In Fall 2024, I took Prof. Robert McCann's course on Mathematical Problems in Economics.
The course focused on developing optimal transport theory, beginning with stable matching, touching on developments in game theory, and ending with regularity of solutions for the monopolist's problem.
The monopolist's problem is pretty interesting from a classification perspective, since it can be interpreted as a type of clustering (but this is for another time).
My final paper for the course was on the Otto calculus; a way to define "gradients with respect to a functional" in the appropriate sense.
If we consider the space of all (say \(L^p\) integrable) probability densities, and a particular "measurement" assigned to each density, the Otto calculus
tells us how to evolve a probability density to maximize the measurement. For example, the entropy-maximizing path is given by solving to the heat equation.

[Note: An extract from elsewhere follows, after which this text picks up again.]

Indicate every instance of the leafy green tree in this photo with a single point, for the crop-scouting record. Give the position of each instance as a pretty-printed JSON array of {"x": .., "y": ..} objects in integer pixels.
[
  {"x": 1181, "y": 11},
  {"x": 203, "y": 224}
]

This might seem believable: in the 1D case, solving the heat equation is just convolving with the heat kernel, which is the Gaussian, and the Gaussian is the entropy maximizing probability distribution (for fixed mean and variance).
In this post, we'll discuss the development of Otto calculus, which taken from my final course project (PDF).

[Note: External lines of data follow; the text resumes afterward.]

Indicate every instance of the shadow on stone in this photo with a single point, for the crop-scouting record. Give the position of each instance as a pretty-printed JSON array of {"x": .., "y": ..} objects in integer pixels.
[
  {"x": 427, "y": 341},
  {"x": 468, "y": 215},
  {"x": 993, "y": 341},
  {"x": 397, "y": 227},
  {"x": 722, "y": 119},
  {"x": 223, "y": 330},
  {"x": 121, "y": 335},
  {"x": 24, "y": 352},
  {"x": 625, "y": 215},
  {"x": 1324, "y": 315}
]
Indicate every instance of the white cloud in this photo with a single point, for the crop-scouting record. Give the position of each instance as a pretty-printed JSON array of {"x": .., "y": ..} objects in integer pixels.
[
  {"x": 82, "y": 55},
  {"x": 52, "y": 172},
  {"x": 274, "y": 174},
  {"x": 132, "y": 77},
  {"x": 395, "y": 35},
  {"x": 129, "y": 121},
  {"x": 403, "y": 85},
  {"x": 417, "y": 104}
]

In a series of papers, Felix C. Otto introduced a geometric perspective on the normalized solutions of certain PDEs as gradient flows on the space of probability densities.

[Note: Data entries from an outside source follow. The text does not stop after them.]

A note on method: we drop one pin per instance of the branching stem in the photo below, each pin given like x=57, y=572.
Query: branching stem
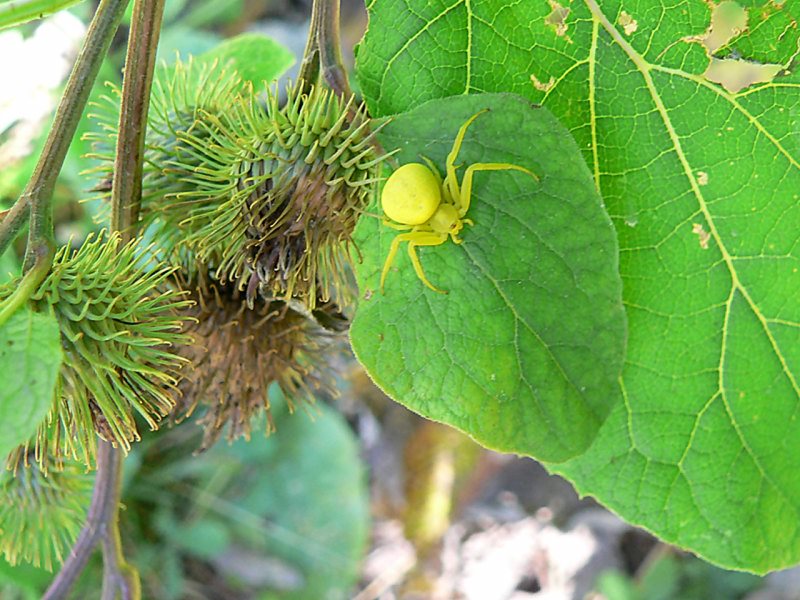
x=30, y=282
x=323, y=53
x=102, y=525
x=101, y=517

Given an energy functional, the Otto calculus produces gives a way to produce a PDE, the solutions of which can be interpreted as maximizing flows of the functional in the appropriate sense.
Rather strikingly, the heat equation can be derived from the Shannon-Boltzmann entropy using this construction.
In this post, we survey the necessary prerequisites to Otto's derivation and present Otto's initial results.
We first develop the prerequisites to understand the contributions of Otto. We first provide an overview of the continuity equation and its relationship to the Eulerian transport formulation, define the Wasserstein metric \(W_p\), the space of \(L^p\) probability densities, and describe the Benamou-Brenier representation for the distance \(W_p\).
This fluid mechanics setting for the \(L^2\) Monge-Kantorovich transport problem was originally discussed in the work of Benamou and Brenier, and motivated the dynamical perspective through the continuity equation. The continuity equation from physics describes the evolution of a quantity whose total mass is preserved: \[ \frac{d}{dt} \rho_t + \text{div}(\rho_t v_t) = 0 \]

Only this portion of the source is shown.